Challenge Description

🔰 For each Truck ID, find the total revenue for all DELIVERED shipments and the last delivery date. The source data is stored as one underscore-delimited field containing date, truck ID, status, and revenue.

Solutions

library(tidyverse)
library(readxl)

path <- "900-999/929/929 Delivered Shipments.xlsx"
input <- read_excel(path, range = "A2:A22")
test <- read_excel(path, range = "C2:E7")

result <- input %>%
  separate_wider_delim(
    Data,
    delim = "_",
    names = c("Date", "TruckID", "Status", "Revenue")
  ) %>%
  mutate(Revenue = parse_number(Revenue)) %>%
  filter(Status == "DELIVERED") %>%
  summarise(
    `Total Revenue` = paste0(
      "$",
      formatC(sum(Revenue), format = "f", digits = 2, big.mark = ",")
    ),
    `Last_Delivery_Date` = max(as.Date(Date)) %>% as.POSIXct(),
    .by = TruckID
  ) %>%
  arrange(parse_number(TruckID)) %>%
  select(TruckID, `Total Revenue`, `Last_Delivery_Date`)

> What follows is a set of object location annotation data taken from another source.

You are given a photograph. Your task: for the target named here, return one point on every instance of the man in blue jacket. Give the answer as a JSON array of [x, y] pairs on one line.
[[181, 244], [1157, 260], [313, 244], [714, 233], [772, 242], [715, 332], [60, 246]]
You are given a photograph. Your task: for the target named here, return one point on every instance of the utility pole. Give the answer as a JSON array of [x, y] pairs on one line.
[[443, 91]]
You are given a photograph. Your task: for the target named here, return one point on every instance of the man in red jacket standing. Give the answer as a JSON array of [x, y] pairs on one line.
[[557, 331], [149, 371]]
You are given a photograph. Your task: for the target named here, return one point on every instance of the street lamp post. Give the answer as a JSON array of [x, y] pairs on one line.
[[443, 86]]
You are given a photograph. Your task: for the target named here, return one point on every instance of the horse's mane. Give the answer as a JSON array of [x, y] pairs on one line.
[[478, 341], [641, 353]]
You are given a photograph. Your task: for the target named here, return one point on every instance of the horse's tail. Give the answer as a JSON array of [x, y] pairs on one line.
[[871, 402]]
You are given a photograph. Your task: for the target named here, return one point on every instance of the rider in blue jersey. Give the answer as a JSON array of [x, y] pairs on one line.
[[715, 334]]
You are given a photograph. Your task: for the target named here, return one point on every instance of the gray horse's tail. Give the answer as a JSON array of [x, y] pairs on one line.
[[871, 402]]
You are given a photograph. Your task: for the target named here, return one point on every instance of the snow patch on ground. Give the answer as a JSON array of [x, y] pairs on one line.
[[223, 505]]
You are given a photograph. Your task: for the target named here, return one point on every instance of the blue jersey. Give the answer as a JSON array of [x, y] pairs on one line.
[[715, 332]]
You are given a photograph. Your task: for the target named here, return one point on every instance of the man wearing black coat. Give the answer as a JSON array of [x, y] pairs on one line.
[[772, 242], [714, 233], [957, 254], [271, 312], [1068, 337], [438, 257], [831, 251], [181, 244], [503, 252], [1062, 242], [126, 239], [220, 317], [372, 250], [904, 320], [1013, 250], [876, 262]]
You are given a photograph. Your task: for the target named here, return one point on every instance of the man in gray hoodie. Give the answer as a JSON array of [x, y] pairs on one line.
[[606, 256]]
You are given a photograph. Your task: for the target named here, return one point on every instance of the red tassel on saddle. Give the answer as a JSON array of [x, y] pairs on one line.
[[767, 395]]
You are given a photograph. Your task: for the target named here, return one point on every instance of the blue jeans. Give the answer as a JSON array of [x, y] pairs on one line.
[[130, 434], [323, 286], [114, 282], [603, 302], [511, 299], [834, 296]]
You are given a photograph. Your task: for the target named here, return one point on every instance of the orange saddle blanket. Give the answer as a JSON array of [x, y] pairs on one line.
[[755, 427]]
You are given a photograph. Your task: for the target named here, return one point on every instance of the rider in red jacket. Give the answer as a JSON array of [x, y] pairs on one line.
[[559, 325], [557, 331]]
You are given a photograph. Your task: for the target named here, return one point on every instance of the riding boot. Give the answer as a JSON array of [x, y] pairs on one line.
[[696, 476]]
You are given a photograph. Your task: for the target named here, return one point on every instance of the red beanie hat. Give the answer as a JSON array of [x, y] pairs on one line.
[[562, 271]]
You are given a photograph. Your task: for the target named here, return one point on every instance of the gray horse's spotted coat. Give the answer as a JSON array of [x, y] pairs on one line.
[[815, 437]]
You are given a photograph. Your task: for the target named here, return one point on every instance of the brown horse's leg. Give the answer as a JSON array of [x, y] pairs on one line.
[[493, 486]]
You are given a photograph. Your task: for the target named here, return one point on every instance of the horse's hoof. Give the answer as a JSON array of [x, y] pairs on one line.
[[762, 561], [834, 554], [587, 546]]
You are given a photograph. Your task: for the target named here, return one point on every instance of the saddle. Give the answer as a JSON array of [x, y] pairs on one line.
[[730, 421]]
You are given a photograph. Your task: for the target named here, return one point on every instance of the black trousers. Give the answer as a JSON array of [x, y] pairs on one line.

all.equal(result, test, check.attributes = FALSE)
# [1] TRUE

Logic: Split the packed field into columns, filter for delivered rows, then aggregate revenue and latest date by truck.
Strengths: Once the string is normalized, the rest of the solution becomes a clean filter-and-summarize pipeline.
Areas for Improvement: String-heavy source data can hide formatting edge cases, especially in currency and date fields.
Gem: The real transformation is normalization; everything after that is standard grouped analytics.

import pandas as pd

path = "900-999/929/929 Delivered Shipments.xlsx"
input = pd.read_excel(path, usecols="A", header=1, nrows=20)
test = pd.read_excel(path, usecols="C:E", header=1, nrows=5)

result = (
    input["Data"].str.split("_", expand=True)
    .set_axis(["Date", "Truck ID", "Status", "Revenue"], axis=1)
    .assign(
        Revenue=lambda df: pd.to_numeric(df["Revenue"].str.replace(r"[^\\d.]", "", regex=True)),
        Date=lambda df: pd.to_datetime(df["Date"])
    )
    .query("Status == 'DELIVERED'")
    .groupby("Truck ID", as_index=False)
    .agg(**{
        "Total Revenue": ("Revenue", lambda x: f"${x.sum():,.2f}"),
        "Last Delivery Date": ("Date", "max")
    })
    .sort_values("Truck ID", key=lambda s: s.str.extract(r'(\\d+)', expand=False).astype(int))
    [["Truck ID", "Total Revenue", "Last Delivery Date"]]
    .reset_index(drop=True)
)

print(result.equals(test))
# True

The Python solution follows the same structure: split the text field, clean revenue into numeric form, parse dates, filter DELIVERED, and aggregate. A nice touch is the numeric sort on truck IDs, which avoids the usual Truck10 before Truck2 issue that plain alphabetical sorting would create.

Difficulty Level

Easy / Medium

The aggregation is straightforward once the packed string is unpacked, but the parsing step is the whole challenge.